Through all this, I believe I have sufficiently proven that the democratic constitution of North America cannot be transferred to Europe, nor, even if it could be transferred, would it be a higher and more desirable state of affairs. In any case, I believe I have proven that the democratic constitution of North America is something quite different from the political system of the democratic party in Europe, and that, no matter how excellent the former may be considered, it cannot be taken as validation of the latter.
In the party orientations we have examined so far, both liberalism and democracy, there is something universal that can be found in the development of almost all peoples and therefore in all eras of world history, and yet there is also something very peculiar that belongs only to our era. The common element comes from what is the natural basis of these parties, namely the popular classes and the interests of the popular classes. In the history of all peoples, there is a rich and a poor class, a class with historical distinction and historical privilege and a class with mere wealth without these advantages, which only develops over time in line with the former, the struggle of these classes for political power and, by means of political power, for financial advantages. We therefore find in the Greek republics and in Rome so many of the same manifestations of political struggle, similar motives, similar means, similar results, as since the end of the last century in France and Germany. Thus, one may draw parallels between the Roman parties of aristocracy and democracy and their unfortunate counterparts. However, the ideas that take hold of these natural elements and natural interests, and give the parties their true character, are peculiar to our era and are not found in antiquity, or only in meager traces. The idea of the liberal party—the centrality of the individual and the absolute reverence for individual freedom and individual opinion—and the idea of the democratic party—the apotheosis of the will of the people and brotherhood—are all things that are absent from antiquity.
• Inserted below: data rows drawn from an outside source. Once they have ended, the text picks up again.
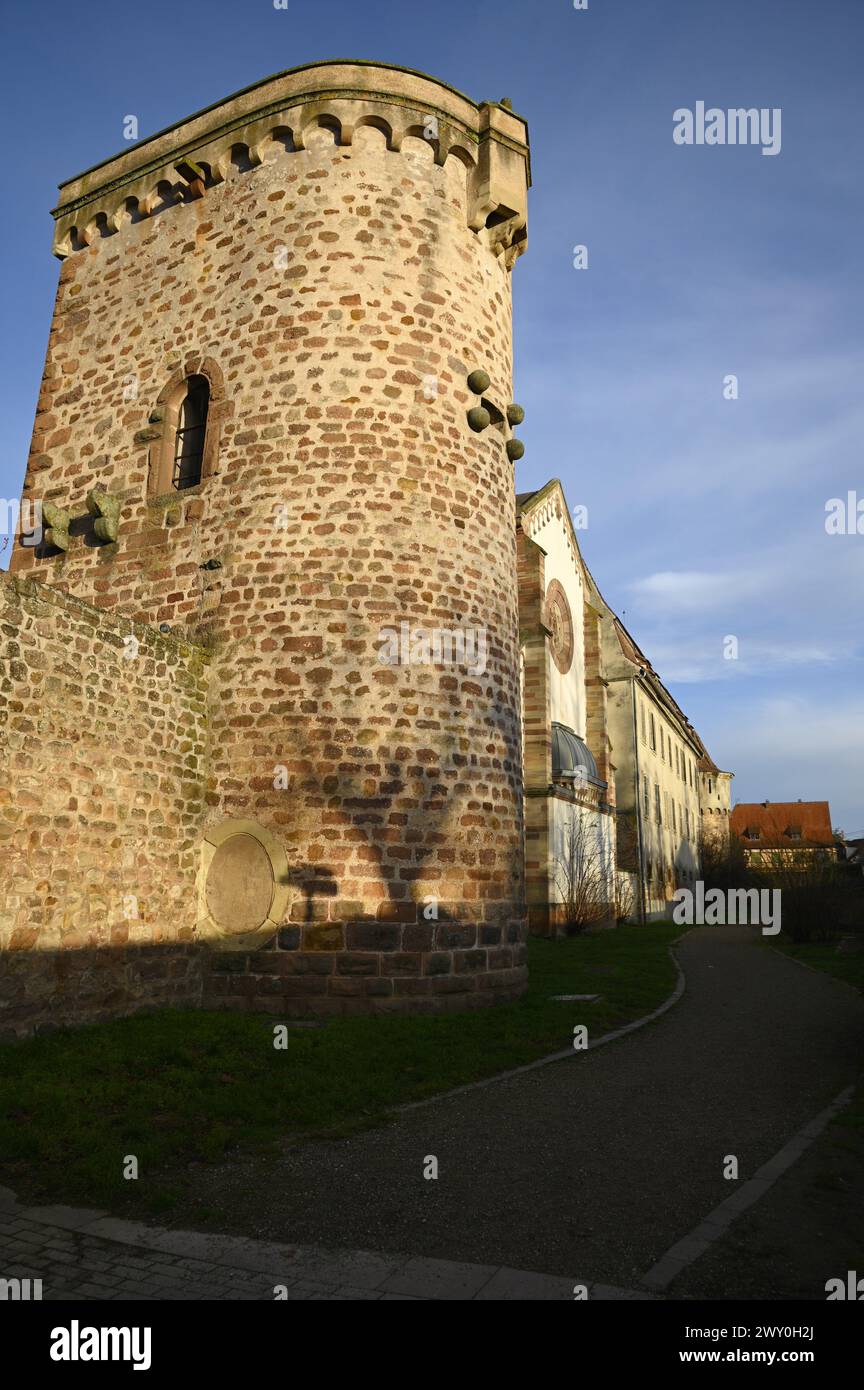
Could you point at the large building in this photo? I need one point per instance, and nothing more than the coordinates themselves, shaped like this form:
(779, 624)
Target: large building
(302, 709)
(607, 748)
(777, 833)
(274, 430)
All this is not merely natural interest, but the pursuit of a spiritual and moral ideal; in its aberration, it is not merely a happenstance transgression of God’s commandments, but a fundamental emancipation from God and His revelation. This whole deeper, ideal side of the revolution and its parties is the flip side of the Christian standpoint; it is the deification of man and emancipation from God; it could not have existed, then, before the advent of Christianity and the Christian peoples.
[1] It was not the Boston Port Act but the Massachusetts Government Act which revoked the colony’s charter. Both were part of what were known as the Intolerable Acts of 1774.
[2] Robert Carter Nicholas: “To give greater emphasis to our proposition, we agreed to wait the next morning on Mr. Nicholas, whose grave & religious character was more in unison with the tone of our resolution and to solicit him to move it.” Autobiography of Thomas Jefferson 1743-1790 (New York and London: G. P. Putnam’s Sons, 1914), p. 12.